Men's lacrosse
Always ‘another Kelly'
Three family members on team are continuing a Tar Heels dynasty
The family reunions happen every spring day inside North Carolina's Loudermilk Center for Excellence. Before he sees cousin Patrick at practice, and before he catches up with cousin Timmy in the locker room, Stephen Kelly will walk past uncles David and Bryan. He'll think to himself: They look pretty good.
They don't acknowledge him, of course, and they never do, because they are faces in photographs in the Tar Heels men's lacrosse offices, unavoidable reminders of the program's old glory, fixed links to a family's dynamic heritage.
The past, present and future of Kelly lacrosse will mix this weekend in Philadelphia.
Bryan Kelly, the boys coach at Calvert Hall, will be honored Monday at Lincoln Financial Field along with his North Carolina teammates for their 1991 NCAA Division I title. The Tar Heels, led by their trio of Kellys, would join him on the field with a win today over No. 7 seed Loyola Maryland in the final four. And in the stands, taking it all in, will be too many Kelly family members to count.
“With the Kellys, you know the foundation has been laid in their house,” said Joe Breschi, a Baltimore native and North Carolina's coach since 2008. “And to know that ‘Hey, there's another Kelly out there,' it's almost like you can't go wrong by recruiting one.”
Breschi's playing career at North Carolina began in 1986, not long after a Kelly helped recruit him. A standout at Loyola Blakefield, Breschi took an official visit to Chapel Hill during his recruitment. His host: David Kelly, then a freshman and a former opponent at Calvert Hall.
The next year, with the Tar Heels coming off their third national title in six seasons, Bryan Kelly checked out North Carolina. This time, Breschi showed the Cardinals star around.
Kelly, a defenseman, “loved” Maryland but not the idea of shadowing his brother, an attackman, in Atlantic Coast Conference play. The family ties were too strong. Better to join him than face him.
“And so I went there … and ironically, I covered him every day in practice,” Bryan Kelly said of David.

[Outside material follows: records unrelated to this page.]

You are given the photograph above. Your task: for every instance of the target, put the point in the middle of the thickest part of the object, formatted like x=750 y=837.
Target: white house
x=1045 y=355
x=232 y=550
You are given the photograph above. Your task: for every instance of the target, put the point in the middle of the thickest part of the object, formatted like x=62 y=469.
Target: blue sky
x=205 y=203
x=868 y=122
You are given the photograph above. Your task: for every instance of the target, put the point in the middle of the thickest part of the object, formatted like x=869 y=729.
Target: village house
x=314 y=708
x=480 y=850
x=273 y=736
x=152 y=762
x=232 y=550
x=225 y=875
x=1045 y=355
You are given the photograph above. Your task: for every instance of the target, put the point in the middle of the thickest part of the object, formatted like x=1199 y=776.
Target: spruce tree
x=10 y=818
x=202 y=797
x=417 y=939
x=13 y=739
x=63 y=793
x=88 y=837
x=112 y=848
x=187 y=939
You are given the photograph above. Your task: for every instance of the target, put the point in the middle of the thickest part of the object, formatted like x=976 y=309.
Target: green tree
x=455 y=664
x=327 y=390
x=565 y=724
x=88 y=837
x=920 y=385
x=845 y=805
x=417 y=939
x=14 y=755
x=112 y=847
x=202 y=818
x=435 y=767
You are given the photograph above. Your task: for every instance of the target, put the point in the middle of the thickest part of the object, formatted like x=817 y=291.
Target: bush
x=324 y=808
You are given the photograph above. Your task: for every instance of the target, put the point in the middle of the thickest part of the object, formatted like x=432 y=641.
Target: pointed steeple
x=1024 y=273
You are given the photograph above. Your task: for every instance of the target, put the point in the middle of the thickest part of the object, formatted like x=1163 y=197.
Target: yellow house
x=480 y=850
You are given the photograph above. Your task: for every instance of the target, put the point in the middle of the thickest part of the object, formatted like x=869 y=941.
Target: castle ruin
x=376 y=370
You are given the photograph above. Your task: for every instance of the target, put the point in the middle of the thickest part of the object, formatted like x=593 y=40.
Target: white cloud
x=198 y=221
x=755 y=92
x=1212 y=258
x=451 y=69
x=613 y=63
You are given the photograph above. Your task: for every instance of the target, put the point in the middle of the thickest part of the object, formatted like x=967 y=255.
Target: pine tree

In 1991, with Breschi a first-year assistant coach and Bryan Kelly a senior All-America honorable mention, the Tar Heels won their fourth NCAA championship. The program returned to championship weekend each of the next two seasons, losing in the 1993 final.
By then, the two had left Carolina, Kelly moving on to the business world, Breschi taking a job as the top assistant at Brown. But years later, a tragedy strengthened their bond.
In 2004, Breschi's 3-year-old son, Michael, was fatally injured when he was hit by an SUV in the parking lot of his preschool in Clintonville, Ohio, when Joe was coach at Ohio State. For the next two years, Bryan Kelly and Breschi would talk every week.
“If you love somebody and you care about somebody, you're going to do whatever you can to help them through the process,” Kelly said.
Because of their bond, the next generation of Kellys, all coached by Bryan at Calvert Hall, started to see in Breschi and North Carolina the virtues that had attracted their relatives.
His cousin Patrick, David's son and a senior midfielder with 25 goals this season, was next.
Stephen Kelly, a junior and starting faceoff specialist, as well as Frankie's brother, didn't much care for North Carolina lacrosse as a kid. There was little to get excited about; the Tar Heels' 1993 final four appearance was their last before this year's. But he had played with Patrick since he was 5, and his brother loved his four years in the program, and other top recruits he knew were committing to North Carolina.
“Just seeing how the culture really changed there,” Stephen said, “I knew it was something I wanted to be a part of.”
Timmy Kelly, Patrick's brother and a midfielder who has started more games (four) this year than all but one Tar Heels freshman, at first didn't want to come to North Carolina. There were too many Kellys there.
He looked far and near for alternatives but finally realized he would end up at North Carolina. “All right,” he recalls telling Breschi, “I can't really resist.”
After the spring semester ended this month, Patrick and Stephen had two openings in their four-bedroom apartment. In moved Timmy and his roommate, Charles, a freshman and reserve faceoff specialist from Pennsylvania.
Charles' last name happens to be Kelly, too. “We call him Uncle Chuck,” Patrick said, laughing, “because he's kind of the uncle that's not really related.”
Patrick, Stephen and Timmy wouldn't be the first Kellys to reach the sport's summit, they well know, nor would they likely be the last. Bryan Kelly's son Jacob, a sophomore attackman at Calvert Hall, committed to the Tar Heels two years ago. His younger brother Daniel, an eighth-grader, already has visited North Carolina.
College coaches joke with Bryan Kelly all the time: Why even bother targeting a Kelly kid? One told him, “I'll never recruit a Kelly again. I'm done.” Whether that was supposed to be a joke, Bryan wasn't sure.
“It's hard, too, because I hate it when they say that, because everybody's different,” Bryan Kelly said. But, he added, “If I was in their shoes, I'd be thinking the same thing, probably.”